If the system meets all the requirements mentioned above, L&D and HR professionals can see how the potential metrics of employees change over time and have a real-time rating of employees.

Achievement visualisation as a motivation tool

Employees should also have opportunity to see their achievements over periods of time in comparison with other employees. Good visualisation plays a critical role and helps to see their own progress, strong and weak points. Also, if the system presents the development of leadership capabilities over time, like learning agility, ambition and grit, it forces the employee to work more to be a future leader.

Visualisation itself can be a strong motivator. It becomes stronger when there is an opportunity to compare him/herself in the past and the current state of skills and knowledge.

If the user sees the visualisation as reflection of his/her actions, then the user get stimuli to change “the picture” for the better.

When employees can compare their achievements with other people, it can also be a leverage, as it forms a very visual and powerful form of peer review.

How does this strategy help HR managers and L&D professionals?

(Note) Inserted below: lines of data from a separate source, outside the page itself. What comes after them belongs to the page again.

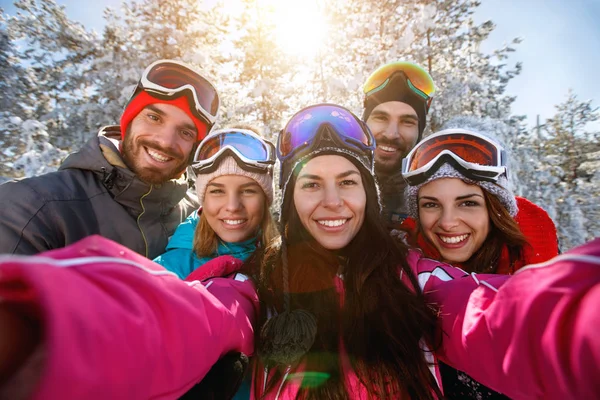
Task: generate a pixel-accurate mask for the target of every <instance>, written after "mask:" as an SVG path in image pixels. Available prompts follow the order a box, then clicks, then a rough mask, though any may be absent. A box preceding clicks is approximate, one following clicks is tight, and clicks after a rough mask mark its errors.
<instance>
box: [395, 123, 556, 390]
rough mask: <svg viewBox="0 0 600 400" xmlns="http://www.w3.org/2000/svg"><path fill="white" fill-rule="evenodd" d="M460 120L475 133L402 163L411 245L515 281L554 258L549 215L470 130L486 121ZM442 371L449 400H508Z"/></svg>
mask: <svg viewBox="0 0 600 400" xmlns="http://www.w3.org/2000/svg"><path fill="white" fill-rule="evenodd" d="M459 121H461V122H460V123H459V124H458V125H456V124H455V125H454V126H468V127H469V128H470V129H469V130H467V129H462V128H451V129H446V130H443V131H441V132H438V133H436V134H433V135H431V136H429V137H427V138H426V139H424V140H423V141H421V142H420V143H419V144H418V145H417V146H416V147H415V148H414V149H413V150H412V151H411V152H410V153H409V154H408V155H407V157H406V158H405V159H404V162H403V175H404V177H405V179H406V180H407V181H408V186H407V189H406V200H407V203H408V207H409V214H410V216H411V218H408V219H407V220H406V221H405V222H404V227H407V228H408V230H409V231H410V232H411V234H410V236H409V243H410V244H412V245H413V246H416V247H420V248H421V249H422V250H423V252H424V254H425V255H426V256H427V257H430V258H434V259H439V260H442V261H445V262H447V263H449V264H452V265H454V266H457V267H460V268H462V269H464V270H465V271H467V272H479V273H500V274H512V273H514V272H515V271H516V270H517V269H519V268H521V267H523V266H524V265H527V264H535V263H540V262H544V261H547V260H549V259H550V258H552V257H554V256H556V255H557V254H558V241H557V234H556V228H555V226H554V224H553V222H552V220H551V219H550V217H549V216H548V214H547V213H546V212H545V211H544V210H543V209H541V208H540V207H538V206H537V205H535V204H533V203H531V202H530V201H529V200H527V199H525V198H522V197H515V195H514V194H513V192H512V191H511V189H510V187H509V180H508V174H507V165H506V164H507V157H506V152H505V150H504V148H503V147H502V146H501V145H500V144H499V143H498V142H497V141H496V140H494V139H492V138H490V137H488V136H486V135H483V134H481V133H479V132H478V131H476V130H471V127H472V126H473V123H474V122H475V127H476V128H478V129H481V128H484V127H485V124H484V123H483V121H481V122H480V123H476V122H477V120H475V121H473V120H472V119H465V118H462V119H458V120H457V121H456V122H459ZM461 124H462V125H461ZM440 372H441V376H442V381H443V384H444V390H445V395H446V397H447V398H448V399H458V398H460V399H469V398H473V399H475V398H477V399H499V398H506V397H505V396H503V395H501V394H500V393H498V392H495V391H494V390H492V389H489V388H487V387H485V386H484V385H482V384H480V383H478V382H476V381H475V380H473V379H472V378H471V377H469V376H468V375H466V374H464V373H463V372H460V371H458V370H455V369H453V368H451V367H449V366H447V365H445V364H443V363H440Z"/></svg>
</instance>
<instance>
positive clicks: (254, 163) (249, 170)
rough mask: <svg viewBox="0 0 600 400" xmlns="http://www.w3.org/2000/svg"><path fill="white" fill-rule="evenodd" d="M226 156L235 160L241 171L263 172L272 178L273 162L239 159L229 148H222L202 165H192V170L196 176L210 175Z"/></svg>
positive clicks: (198, 163)
mask: <svg viewBox="0 0 600 400" xmlns="http://www.w3.org/2000/svg"><path fill="white" fill-rule="evenodd" d="M227 156H231V157H233V158H235V160H236V162H237V164H238V166H239V167H240V168H241V169H243V170H246V171H248V172H258V173H263V174H264V173H265V172H267V173H268V174H270V175H271V176H273V164H274V162H271V161H251V160H248V159H246V158H244V157H240V155H239V154H238V153H237V152H235V151H233V149H231V148H230V147H229V146H228V147H225V148H223V149H222V150H219V152H218V153H216V154H215V156H214V157H211V158H210V159H209V160H207V161H206V162H205V163H204V164H202V163H198V162H196V163H194V164H192V169H193V170H194V172H195V173H196V174H199V173H202V174H207V173H210V172H212V171H214V170H216V169H217V168H219V163H220V162H221V160H222V159H224V158H225V157H227Z"/></svg>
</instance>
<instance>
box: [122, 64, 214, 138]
mask: <svg viewBox="0 0 600 400" xmlns="http://www.w3.org/2000/svg"><path fill="white" fill-rule="evenodd" d="M140 90H144V91H146V92H148V93H149V94H150V95H152V96H154V97H157V98H160V99H163V100H170V99H173V98H176V97H179V96H181V95H186V96H187V97H188V100H189V103H190V106H192V104H193V105H194V107H193V109H192V112H194V114H197V115H198V117H199V118H200V119H201V120H203V121H206V122H207V123H208V125H209V126H211V127H212V126H213V125H214V123H215V120H216V118H217V113H218V111H219V95H218V93H217V90H216V89H215V87H214V86H213V85H212V84H211V83H210V82H209V81H208V80H206V79H205V78H204V77H203V76H202V75H200V73H199V72H198V71H196V70H194V69H192V67H190V66H188V65H186V64H184V63H182V62H179V61H174V60H159V61H156V62H154V63H152V64H151V65H150V66H149V67H148V68H146V70H145V71H144V73H143V74H142V78H141V79H140V80H139V82H138V84H137V87H136V89H135V91H134V94H135V93H137V92H139V91H140ZM132 97H133V96H132Z"/></svg>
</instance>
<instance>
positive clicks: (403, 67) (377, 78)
mask: <svg viewBox="0 0 600 400" xmlns="http://www.w3.org/2000/svg"><path fill="white" fill-rule="evenodd" d="M398 74H400V75H403V76H404V77H405V79H406V83H407V84H408V87H409V88H410V89H411V90H412V91H413V92H414V93H415V94H416V95H417V96H419V97H421V98H422V99H423V100H424V101H425V102H427V109H428V110H429V106H430V105H431V101H432V99H433V94H434V93H435V85H434V84H433V79H432V78H431V75H429V73H428V72H427V71H425V70H424V69H423V68H421V67H420V66H418V65H416V64H413V63H409V62H406V61H398V62H393V63H389V64H385V65H383V66H381V67H379V68H378V69H377V70H375V72H373V73H372V74H371V75H370V76H369V77H368V78H367V81H366V82H365V84H364V86H363V92H364V94H365V96H366V97H368V96H370V95H372V94H375V93H377V92H378V91H380V90H382V89H383V88H385V87H386V86H387V84H388V83H389V82H390V81H391V80H392V77H393V76H395V75H398Z"/></svg>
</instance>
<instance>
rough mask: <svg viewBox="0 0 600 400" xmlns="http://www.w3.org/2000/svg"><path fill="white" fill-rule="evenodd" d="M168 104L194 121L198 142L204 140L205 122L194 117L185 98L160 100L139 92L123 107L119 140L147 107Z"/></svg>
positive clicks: (177, 97)
mask: <svg viewBox="0 0 600 400" xmlns="http://www.w3.org/2000/svg"><path fill="white" fill-rule="evenodd" d="M157 103H159V104H170V105H173V106H176V107H178V108H180V109H181V110H182V111H183V112H185V113H186V114H187V115H188V116H189V117H190V118H191V119H192V121H194V125H195V126H196V130H197V131H198V139H197V140H198V141H201V140H202V139H204V137H205V136H206V134H207V133H208V126H207V125H206V123H205V122H202V121H201V120H200V119H198V117H196V116H195V115H194V114H193V113H192V110H191V109H190V105H189V102H188V100H187V98H186V97H185V96H180V97H177V98H176V99H173V100H161V99H159V98H156V97H152V96H151V95H150V94H148V93H147V92H144V91H142V92H140V93H139V94H138V95H137V96H135V97H134V98H133V99H132V100H131V101H130V102H129V104H127V106H125V110H124V111H123V115H122V116H121V139H125V132H127V126H129V124H130V123H131V121H132V120H133V119H134V118H135V117H136V116H137V115H138V114H139V113H140V112H141V111H142V110H143V109H144V108H146V107H147V106H149V105H151V104H157Z"/></svg>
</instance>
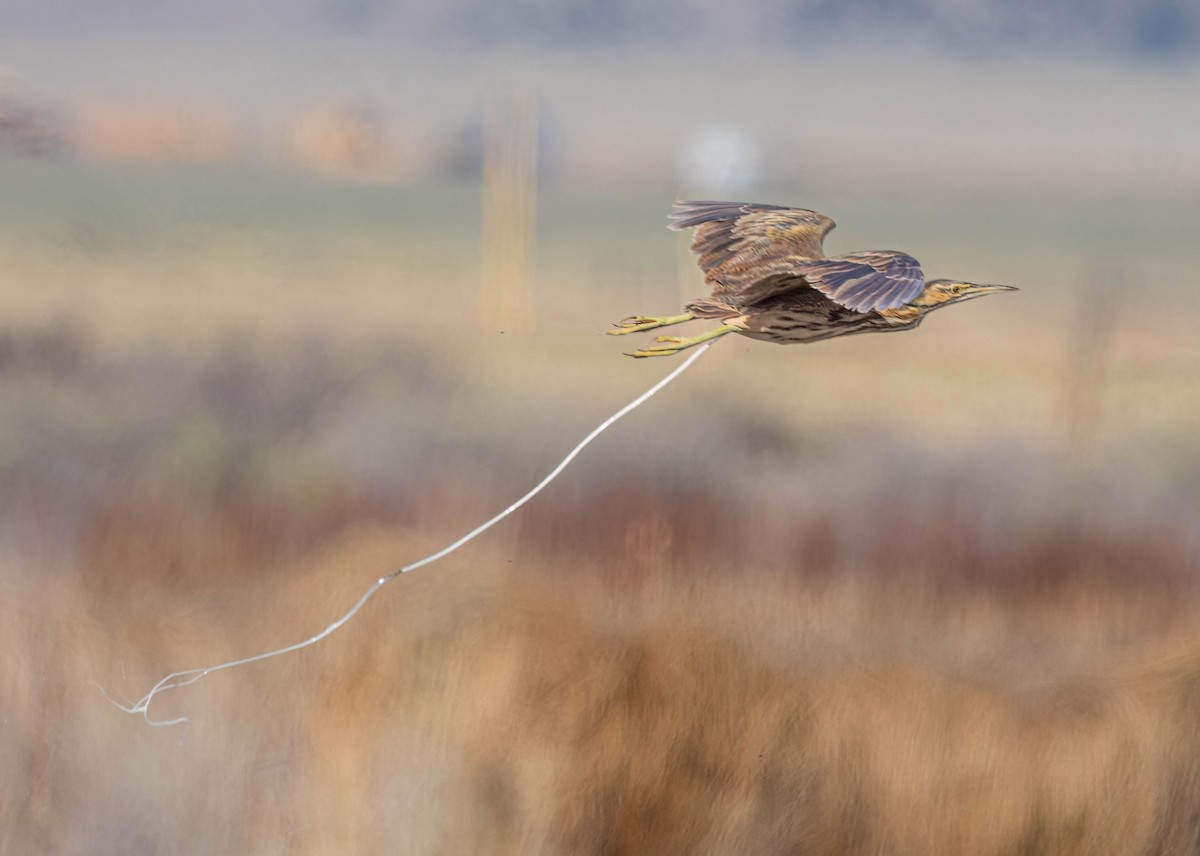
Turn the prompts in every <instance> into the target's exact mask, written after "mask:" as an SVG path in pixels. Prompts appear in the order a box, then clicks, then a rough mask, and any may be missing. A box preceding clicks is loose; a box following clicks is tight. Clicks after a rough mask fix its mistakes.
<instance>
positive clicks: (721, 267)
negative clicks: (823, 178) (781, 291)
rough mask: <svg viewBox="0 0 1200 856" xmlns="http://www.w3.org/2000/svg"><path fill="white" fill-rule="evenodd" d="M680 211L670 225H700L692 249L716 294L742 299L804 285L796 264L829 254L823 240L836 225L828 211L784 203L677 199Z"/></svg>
mask: <svg viewBox="0 0 1200 856" xmlns="http://www.w3.org/2000/svg"><path fill="white" fill-rule="evenodd" d="M676 209H678V210H677V211H676V212H674V214H672V215H671V223H670V228H672V229H676V231H679V229H689V228H695V229H696V232H695V234H694V235H692V240H691V250H692V252H695V253H696V255H697V256H700V268H701V270H703V271H704V275H706V277H707V279H708V282H709V285H712V287H713V294H714V295H716V297H721V295H726V294H727V295H733V294H736V295H738V297H739V303H754V301H756V300H762V299H764V298H768V297H770V295H772V294H778V293H780V292H781V291H788V289H791V288H798V287H803V286H804V285H805V283H804V282H803V281H802V280H798V279H796V277H794V273H796V263H797V262H799V261H804V259H821V258H824V252H823V250H822V249H821V241H822V240H823V239H824V237H826V234H828V232H829V231H830V229H832V228H833V227H834V226H835V223H834V222H833V220H830V219H829V217H827V216H824V215H823V214H817V212H816V211H810V210H808V209H804V208H784V206H782V205H760V204H751V203H742V202H677V203H676ZM788 275H792V276H791V277H790V276H788Z"/></svg>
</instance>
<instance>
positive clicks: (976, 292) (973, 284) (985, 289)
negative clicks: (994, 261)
mask: <svg viewBox="0 0 1200 856" xmlns="http://www.w3.org/2000/svg"><path fill="white" fill-rule="evenodd" d="M967 291H968V292H971V293H972V294H996V293H997V292H1019V291H1021V289H1020V288H1018V287H1016V286H988V285H978V283H974V282H972V283H971V287H970V288H968V289H967Z"/></svg>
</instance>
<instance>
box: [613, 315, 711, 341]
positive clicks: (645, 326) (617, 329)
mask: <svg viewBox="0 0 1200 856" xmlns="http://www.w3.org/2000/svg"><path fill="white" fill-rule="evenodd" d="M695 317H696V316H694V315H692V313H691V312H684V313H683V315H668V316H665V317H662V318H650V317H649V316H644V315H635V316H630V317H629V318H625V319H623V321H618V322H617V323H616V324H613V327H614V328H616V329H614V330H608V331H607V333H608V335H610V336H624V335H625V334H626V333H640V331H642V330H654V329H658V328H660V327H671V325H672V324H682V323H684V322H685V321H691V319H692V318H695Z"/></svg>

  • First, HR managers and L&D professionals can provide clear recommendations for personnel decisions (promotion, need for additional motivation) based on hard data and not on opinions.
  • Second, HR managers get a tool that helps to track employees with the highest and with the lowest potential real-time. It will help to focus efforts on two groups of employees, which are worth attention: those who are “lagging behind” and those who have distinctive talents.

How does this strategy help employees?

  • First, employees can track metrics of their potential, and their actions in the learning system have a clear impact on it.
  • Second, employees find themselves in the competition – they understand that their managers can compare metrics of potential of different categories of employees. This creates a challenge which forces them to achieve more.